| name | markitdown-cli |
| description | Use this skill when the user wants to convert documents, URLs, or typed stdin content to Markdown with the markitdown CLI. It covers local files, URLs, format hints for stdin, batch conversion, third-party plugins, and Azure Document Intelligence workflows. |
MarkItDown CLI Usage Guide
MarkItDown is a command-line tool for converting many file and URL inputs into Markdown. It works well for PDFs, Office documents, HTML, feeds, archives, and several optional plugin-backed workflows.
Basic Usage
markitdown document.pdf
markitdown document.pdf > document.md
markitdown document.pdf -o document.md
markitdown https://example.com/report.pdf
markitdown https://example.com/article -o article.md
cat page.html | markitdown -x html
cat payload | markitdown -m text/html
Common CLI Flags
| Flag | Description |
|---|
-o, --output FILE | Write output to FILE instead of stdout |
-x, --extension EXT | Hint the file extension, especially when using stdin |
-m, --mime-type MIME | Hint the MIME type |
-c, --charset CHARSET | Hint the character encoding |
-d, --use-docintel | Use Azure Document Intelligence |
-e, --endpoint URL | Azure Document Intelligence endpoint |
-p, --use-plugins | Enable installed third-party plugins |
--list-plugins | List installed plugins and exit |
-v, --version | Show the installed version |
Supported Inputs
Typical direct inputs include:
- PDF, DOCX, PPTX, XLSX, XLS, EPUB, MSG
- HTML pages, feed URLs, and some specialized web handlers
- CSV, JSON, XML, plain text, and Markdown
- ZIP archives
- Images and audio when the required optional dependencies are installed
High-Frequency Patterns
Batch conversion
for f in *.docx; do
markitdown "$f" -o "${f%.docx}.md"
done
find . -name "*.xlsx" -exec sh -c 'markitdown "$1" -o "${1%.xlsx}.md"' _ {} \;
Piping and chaining
markitdown report.pdf | grep "revenue"
markitdown data.xlsx | head -50
curl -s https://example.com/page.html | markitdown -x html
Stdin hints
When the input comes from stdin, MarkItDown cannot reliably infer the format on its own.
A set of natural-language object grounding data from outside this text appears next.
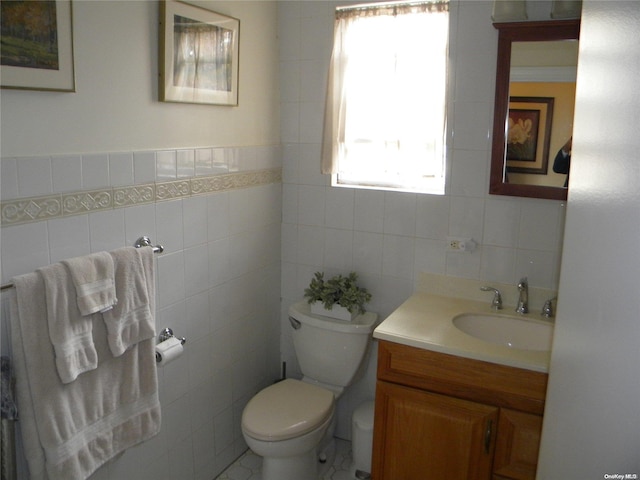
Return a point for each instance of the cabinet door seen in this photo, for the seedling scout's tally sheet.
(423, 436)
(517, 445)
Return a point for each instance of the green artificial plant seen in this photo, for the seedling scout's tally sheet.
(340, 290)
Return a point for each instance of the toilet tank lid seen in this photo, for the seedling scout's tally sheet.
(364, 323)
(287, 409)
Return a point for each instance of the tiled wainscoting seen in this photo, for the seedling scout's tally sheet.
(217, 212)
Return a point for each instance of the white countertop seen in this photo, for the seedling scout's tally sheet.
(425, 321)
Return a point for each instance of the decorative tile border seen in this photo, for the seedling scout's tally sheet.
(27, 210)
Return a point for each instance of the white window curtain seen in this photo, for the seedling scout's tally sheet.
(386, 95)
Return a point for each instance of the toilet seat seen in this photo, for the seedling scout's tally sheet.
(287, 409)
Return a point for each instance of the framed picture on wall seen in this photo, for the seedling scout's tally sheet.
(198, 55)
(529, 134)
(37, 45)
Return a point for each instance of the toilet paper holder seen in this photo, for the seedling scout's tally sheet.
(167, 333)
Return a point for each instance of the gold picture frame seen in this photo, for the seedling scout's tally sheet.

Add -x or -m:
cat mystery_file | markitdown -x pdf
cat spreadsheet.bin | markitdown -m application/vnd.openxmlformats-officedocument.spreadsheetml.sheet
cat text_payload | markitdown -x csv -c UTF-8
Plugins, OCR, and Azure
- OCR should be treated as a plugin-backed capability rather than an official built-in extra documented here.
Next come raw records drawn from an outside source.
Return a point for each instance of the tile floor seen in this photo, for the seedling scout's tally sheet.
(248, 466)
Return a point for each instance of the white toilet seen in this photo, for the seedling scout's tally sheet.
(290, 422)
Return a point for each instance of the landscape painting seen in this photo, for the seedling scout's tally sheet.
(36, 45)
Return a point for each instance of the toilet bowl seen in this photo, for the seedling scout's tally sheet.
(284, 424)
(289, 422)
- If an OCR plugin is installed, discover it with
--list-plugins and enable it with --use-plugins.
- Azure Document Intelligence is a first-class path for complex scanned documents. Use
-d -e.
- In Xpert's MarkItDown middleware, the relevant official extras are values such as
all, pdf, docx, pptx, xlsx, xls, outlook, az-doc-intel, audio-transcription, and youtube-transcription.
markitdown --list-plugins
markitdown --use-plugins scanned.pdf -o scanned.md
markitdown -d -e "https://your-resource.cognitiveservices.azure.com/" complex.pdf -o complex.md
Format-Specific Notes
- PDF: Text PDFs usually work directly. For scanned PDFs, prefer Azure Document Intelligence or an installed OCR plugin.
- DOCX / PPTX / XLSX: Good defaults for headings, lists, slides, and tables, but review the output for complex layouts.
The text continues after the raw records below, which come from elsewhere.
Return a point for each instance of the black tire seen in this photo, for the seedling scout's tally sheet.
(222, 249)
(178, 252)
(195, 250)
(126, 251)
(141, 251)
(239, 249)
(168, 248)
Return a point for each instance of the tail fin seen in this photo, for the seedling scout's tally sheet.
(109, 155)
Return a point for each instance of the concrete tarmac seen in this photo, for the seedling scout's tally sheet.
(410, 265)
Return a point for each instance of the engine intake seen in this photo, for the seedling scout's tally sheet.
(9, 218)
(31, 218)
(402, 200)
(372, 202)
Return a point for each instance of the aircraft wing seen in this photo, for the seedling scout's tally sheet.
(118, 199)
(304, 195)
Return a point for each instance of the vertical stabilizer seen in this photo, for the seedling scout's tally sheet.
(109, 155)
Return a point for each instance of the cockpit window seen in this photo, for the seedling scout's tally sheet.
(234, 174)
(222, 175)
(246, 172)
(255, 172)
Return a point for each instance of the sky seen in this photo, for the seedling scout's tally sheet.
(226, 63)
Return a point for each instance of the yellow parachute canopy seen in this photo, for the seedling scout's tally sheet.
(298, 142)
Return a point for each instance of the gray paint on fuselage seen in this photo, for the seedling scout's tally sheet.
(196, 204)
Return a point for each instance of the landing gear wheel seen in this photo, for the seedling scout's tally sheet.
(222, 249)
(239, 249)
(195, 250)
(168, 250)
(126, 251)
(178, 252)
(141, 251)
- HTML / URL: Works best when the content is either a file path or a fetchable URL. For stdin, add
-x html or -m text/html.
- Images: Core behavior is often metadata-oriented. OCR or richer extraction usually depends on installed plugins or additional services.
- Audio: Requires optional dependencies such as
audio-transcription or all.
Troubleshooting
- Empty output from stdin: add
-x or -m so MarkItDown knows the input type.
- Scanned PDF is missing text: use
-d -e for Azure Document Intelligence, or enable the installed OCR plugin with --use-plugins.
- A format is unsupported: verify the input really matches the hinted type and that the relevant optional dependencies are installed.
- Output is very large: save it with
-o or > first, then inspect the result with other shell tools.